I was twelve when I snagged my first babysitting job in my neighborhood. I was stunned at not only how openly the young couple trusted me with their young sons all summer long, but also at the favorable pay and lack of restrictions. From changing diapers to our sweltering walks to the library, I loved every minute. Throughout middle and high-school I gathered more clients through family friends and a website called Care.com, where I could post my reviews from previous families and apply to local jobs by contacting the parents. After many years, I can finally say that I have retired from the full-time babysitting business, but from my experience now I know that anyone can learn a thing or two about life just from looking after a couple kids.
1. Every day is different
While parents might give you a set schedule of tasks to do every day (they might even write it down for ya), kids will ALWAYS keep you on your toes. I've had my fair share of adventures some of which may or may not have involved running from creeps in the park, chasing kids across a crowded mall and cleaning up a sunscreen explosion. This was always my favorite part of the job and it prepared me for how busy life eventually became. You have to be ready for anything, willing to let your expectations go and just live in the moment, you never know where it might lead you!
2. Patience is key
What more can be said? Watch enough children and you're bound to lose it at some point. Ahh, I remember my first time… an angry two-year-old decided to smack me right in the nose full force because he didn't want to sit in his chair for dinner. Eyes watering, I swiftly put him in the time-out chair and had to take a break to calm myself. When a child frustrates you, especially one that isn't your own, it becomes the ultimate test of patience. You are forced to stop and think about your next move carefully, strengthening your inner self-control and decision-making.
3. Set your boundaries & be consistent
Kids will not, I repeat, will not respect you if you don't lay down the law. It's tough to discipline someone else's kids, I'll admit, but you gotta show em who's boss or they will undoubtedly walk all over you. In my experience, unfortunately, the same can be said of some parents. I've had to walk away from families with extremely misbehaved children because no matter how much I loved the kids, the respect just wasn't there. This part of the job taught me to respect myself more than anything. You know what you need, stay true to it.
4. Be consistent
If you've heard anything about parenting, you know that consistency is important. Kids need a familiar routine to stay grounded. Structure includes setting rules, enforcing consequences and focusing on the long-term. Just like in your personal life or career-wise, set your sights on what you ultimately want and take the small steps to get there.
5. Whip out the humor
Nothing eases problem-solving better than a bit of humor to lighten the mood.
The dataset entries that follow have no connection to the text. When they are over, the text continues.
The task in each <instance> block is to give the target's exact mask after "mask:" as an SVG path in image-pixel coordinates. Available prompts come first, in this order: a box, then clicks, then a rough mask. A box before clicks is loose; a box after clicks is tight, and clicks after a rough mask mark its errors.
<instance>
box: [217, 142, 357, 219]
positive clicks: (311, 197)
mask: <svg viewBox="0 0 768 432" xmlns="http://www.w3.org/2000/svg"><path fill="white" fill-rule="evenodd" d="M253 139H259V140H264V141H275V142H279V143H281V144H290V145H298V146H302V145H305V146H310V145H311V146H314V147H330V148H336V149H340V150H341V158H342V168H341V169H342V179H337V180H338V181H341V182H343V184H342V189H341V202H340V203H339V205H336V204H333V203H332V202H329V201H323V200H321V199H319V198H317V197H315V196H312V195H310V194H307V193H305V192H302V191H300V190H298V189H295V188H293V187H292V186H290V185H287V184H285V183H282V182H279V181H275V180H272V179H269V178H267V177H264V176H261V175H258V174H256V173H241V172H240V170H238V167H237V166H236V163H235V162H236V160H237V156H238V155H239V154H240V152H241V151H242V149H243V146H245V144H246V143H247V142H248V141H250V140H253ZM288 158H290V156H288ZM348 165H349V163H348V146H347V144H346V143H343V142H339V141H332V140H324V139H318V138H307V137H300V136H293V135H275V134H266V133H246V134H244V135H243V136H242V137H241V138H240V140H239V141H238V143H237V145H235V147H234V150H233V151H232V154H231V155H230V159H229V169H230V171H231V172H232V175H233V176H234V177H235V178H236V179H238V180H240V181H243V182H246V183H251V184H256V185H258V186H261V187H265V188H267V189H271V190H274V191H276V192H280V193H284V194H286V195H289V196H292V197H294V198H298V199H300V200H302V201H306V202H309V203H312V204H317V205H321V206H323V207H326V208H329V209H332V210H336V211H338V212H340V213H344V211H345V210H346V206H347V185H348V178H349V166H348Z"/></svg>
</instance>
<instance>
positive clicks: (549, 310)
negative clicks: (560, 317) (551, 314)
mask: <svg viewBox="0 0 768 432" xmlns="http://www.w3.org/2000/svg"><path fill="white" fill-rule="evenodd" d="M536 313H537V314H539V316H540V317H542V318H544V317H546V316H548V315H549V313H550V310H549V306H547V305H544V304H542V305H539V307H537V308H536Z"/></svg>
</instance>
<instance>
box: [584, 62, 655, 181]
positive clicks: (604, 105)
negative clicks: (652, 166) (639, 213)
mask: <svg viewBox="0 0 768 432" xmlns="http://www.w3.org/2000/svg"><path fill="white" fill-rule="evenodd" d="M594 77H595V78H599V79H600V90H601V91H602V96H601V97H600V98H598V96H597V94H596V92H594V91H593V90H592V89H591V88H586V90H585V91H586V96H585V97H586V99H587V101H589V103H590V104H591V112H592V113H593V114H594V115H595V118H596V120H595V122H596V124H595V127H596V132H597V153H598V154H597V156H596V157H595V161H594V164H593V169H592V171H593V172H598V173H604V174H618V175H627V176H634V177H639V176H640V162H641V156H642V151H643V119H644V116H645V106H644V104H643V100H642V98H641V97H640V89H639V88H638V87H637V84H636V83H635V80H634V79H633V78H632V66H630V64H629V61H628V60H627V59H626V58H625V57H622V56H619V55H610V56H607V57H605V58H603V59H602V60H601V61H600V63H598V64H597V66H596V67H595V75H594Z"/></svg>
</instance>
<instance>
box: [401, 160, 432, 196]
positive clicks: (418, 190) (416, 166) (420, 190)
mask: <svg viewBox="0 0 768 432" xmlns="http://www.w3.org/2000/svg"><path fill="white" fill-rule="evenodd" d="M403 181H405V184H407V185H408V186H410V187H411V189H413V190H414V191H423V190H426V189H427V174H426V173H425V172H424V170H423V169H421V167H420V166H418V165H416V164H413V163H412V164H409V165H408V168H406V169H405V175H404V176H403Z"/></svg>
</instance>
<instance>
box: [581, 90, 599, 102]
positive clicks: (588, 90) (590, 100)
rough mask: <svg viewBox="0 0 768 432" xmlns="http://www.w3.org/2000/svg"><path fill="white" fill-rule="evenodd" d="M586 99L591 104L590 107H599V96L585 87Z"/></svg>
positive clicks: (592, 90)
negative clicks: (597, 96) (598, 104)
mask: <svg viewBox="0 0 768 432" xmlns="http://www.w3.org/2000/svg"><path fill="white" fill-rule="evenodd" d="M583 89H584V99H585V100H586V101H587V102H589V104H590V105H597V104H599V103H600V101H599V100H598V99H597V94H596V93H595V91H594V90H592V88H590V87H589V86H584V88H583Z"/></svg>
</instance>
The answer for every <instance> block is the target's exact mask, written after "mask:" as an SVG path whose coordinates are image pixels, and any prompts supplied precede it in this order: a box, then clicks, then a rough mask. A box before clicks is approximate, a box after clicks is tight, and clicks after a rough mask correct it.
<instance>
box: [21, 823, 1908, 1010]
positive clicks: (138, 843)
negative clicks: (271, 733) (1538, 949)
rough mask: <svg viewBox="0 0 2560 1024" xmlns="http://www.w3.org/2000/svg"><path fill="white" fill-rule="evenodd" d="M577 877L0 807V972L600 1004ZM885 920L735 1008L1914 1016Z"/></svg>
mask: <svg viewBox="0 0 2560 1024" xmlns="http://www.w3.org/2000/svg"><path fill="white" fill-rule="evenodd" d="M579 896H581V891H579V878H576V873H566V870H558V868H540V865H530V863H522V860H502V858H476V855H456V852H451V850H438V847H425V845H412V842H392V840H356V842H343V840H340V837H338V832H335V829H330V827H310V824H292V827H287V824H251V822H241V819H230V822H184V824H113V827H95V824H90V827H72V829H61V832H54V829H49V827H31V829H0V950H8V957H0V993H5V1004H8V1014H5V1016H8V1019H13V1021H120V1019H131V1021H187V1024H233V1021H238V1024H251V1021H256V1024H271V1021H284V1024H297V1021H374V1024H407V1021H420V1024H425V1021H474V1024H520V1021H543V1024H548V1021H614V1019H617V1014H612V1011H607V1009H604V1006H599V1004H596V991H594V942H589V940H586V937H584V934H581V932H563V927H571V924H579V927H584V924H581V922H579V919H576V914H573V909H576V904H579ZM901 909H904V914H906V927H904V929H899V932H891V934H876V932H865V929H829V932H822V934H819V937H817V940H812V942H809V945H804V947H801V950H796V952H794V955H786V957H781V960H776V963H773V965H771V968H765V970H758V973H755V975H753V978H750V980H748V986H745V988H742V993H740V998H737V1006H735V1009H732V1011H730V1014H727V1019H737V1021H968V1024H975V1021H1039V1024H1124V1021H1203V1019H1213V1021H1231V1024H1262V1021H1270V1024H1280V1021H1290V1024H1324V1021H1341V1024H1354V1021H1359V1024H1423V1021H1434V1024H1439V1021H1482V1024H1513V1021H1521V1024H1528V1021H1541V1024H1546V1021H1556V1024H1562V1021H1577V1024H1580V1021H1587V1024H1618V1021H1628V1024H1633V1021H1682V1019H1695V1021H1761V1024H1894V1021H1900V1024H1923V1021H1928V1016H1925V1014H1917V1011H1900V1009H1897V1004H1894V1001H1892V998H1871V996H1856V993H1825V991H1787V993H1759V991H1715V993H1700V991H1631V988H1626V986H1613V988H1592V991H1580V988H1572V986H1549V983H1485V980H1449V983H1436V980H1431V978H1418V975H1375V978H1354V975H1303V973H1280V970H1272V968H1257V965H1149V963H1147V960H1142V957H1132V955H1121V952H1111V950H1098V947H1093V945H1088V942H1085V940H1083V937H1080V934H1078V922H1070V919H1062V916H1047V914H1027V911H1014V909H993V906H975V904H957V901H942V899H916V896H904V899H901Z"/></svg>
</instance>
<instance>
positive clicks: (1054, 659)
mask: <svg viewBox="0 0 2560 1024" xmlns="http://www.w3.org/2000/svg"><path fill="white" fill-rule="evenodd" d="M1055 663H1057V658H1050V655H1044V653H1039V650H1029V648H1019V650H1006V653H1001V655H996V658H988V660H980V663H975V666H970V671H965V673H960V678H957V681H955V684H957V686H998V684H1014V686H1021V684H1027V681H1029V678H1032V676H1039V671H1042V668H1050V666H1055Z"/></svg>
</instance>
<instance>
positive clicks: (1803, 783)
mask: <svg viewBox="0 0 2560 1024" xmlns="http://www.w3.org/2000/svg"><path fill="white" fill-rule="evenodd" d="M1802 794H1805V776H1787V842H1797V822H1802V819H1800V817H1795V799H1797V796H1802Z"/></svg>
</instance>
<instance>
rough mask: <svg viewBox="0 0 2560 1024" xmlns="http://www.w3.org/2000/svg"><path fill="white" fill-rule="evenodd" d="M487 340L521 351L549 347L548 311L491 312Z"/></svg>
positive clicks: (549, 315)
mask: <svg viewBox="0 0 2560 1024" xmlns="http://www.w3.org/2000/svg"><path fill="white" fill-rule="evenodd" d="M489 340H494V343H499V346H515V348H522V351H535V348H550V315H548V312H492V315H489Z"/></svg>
It seems to work wonders in convincing kids to eat their vegetables or go to bed at night. The same can be said for venturing out into the real world. Everyone loves a joke or two to take the world less seriously, so remember that next time it all seems a bit too tense.
6. Sleep is important
When kids don't get their nap, all hell breaks loose. No, literally. It's all just screaming and sobbing from here on out, so good luck getting anything done. Likewise, if we don't get enough sleep as young adults, the world begins to look duller and we no longer operate at our best. Sure, stay up a night or two to study now and then, but I promise you, having that routine sleep pattern makes a world of difference. Going to bed and getting up early after a full eight hours became a routine I developed for a time because of my babysitting schedule and has made me a far more productive and happy person. I feel more refreshed and ready to start my day; my body clock is set, goodbye alarm clock!
7. Letting it go
I am undeniably a perfectionist in everything I do. That being said, when it comes to looking after kids, it's never going to be perfect. I have learned to let things go like say, my favorite shorts ruined by sharpie markers. At the end of the day, it's easy to let things go when you hand the kids back over to their parents, but that's the job! It makes life a whole lot easier to not constantly sweat the small stuff because they're not worth the worry.